TinyStories bigram sample after 5,000 iterations:
“buredallomy t ay fobapomyo to ser ad wandacret tharom’soo y t se Loy. d “Lo andareckethrtousan theande an ef lomy. nd tog hindinerk! bo Juted…”
Reading the two bigram samples side by side, the 0.21-nat gap does not jump out as readability: both still look like gibberish. The numerical floor differs; the qualitative output does not. Letter-pair statistics alone are not enough to produce real words at either floor.

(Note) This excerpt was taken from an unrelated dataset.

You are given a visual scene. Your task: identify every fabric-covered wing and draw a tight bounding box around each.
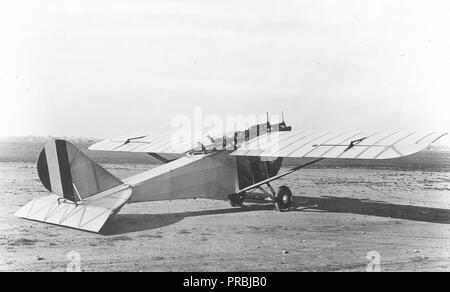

Why this matters for the rest of the series. The next two posts compare loss numbers between models trained on each dataset, and the intuitive reading of “TinyStories loss 0.73, Twain loss 1.21, therefore the TinyStories model is better” is wrong. The loss gap between datasets is already present at the bigram baseline, before any sophisticated model gets involved. Within a dataset, comparing model A to model B is meaningful. Across datasets, the only meaningful comparison is the shape of the train-vs-val divergence, which is what the next post turns on.
What We’re Not Concluding
This covers two datasets, one tokenization (character-level), and two model classes (a bigram baseline and a small transformer). The transformer sample is what character-level training on 7 megabytes of Twain produces; a different dataset or a larger model produces visibly different prose, which is the subject of the next two posts. We are not making general claims about how language models work from this one run. The point was to give the team a concrete visual for how training actually behaves at the simplest scale, and to set up the cross-dataset comparison that the rest of the series builds on.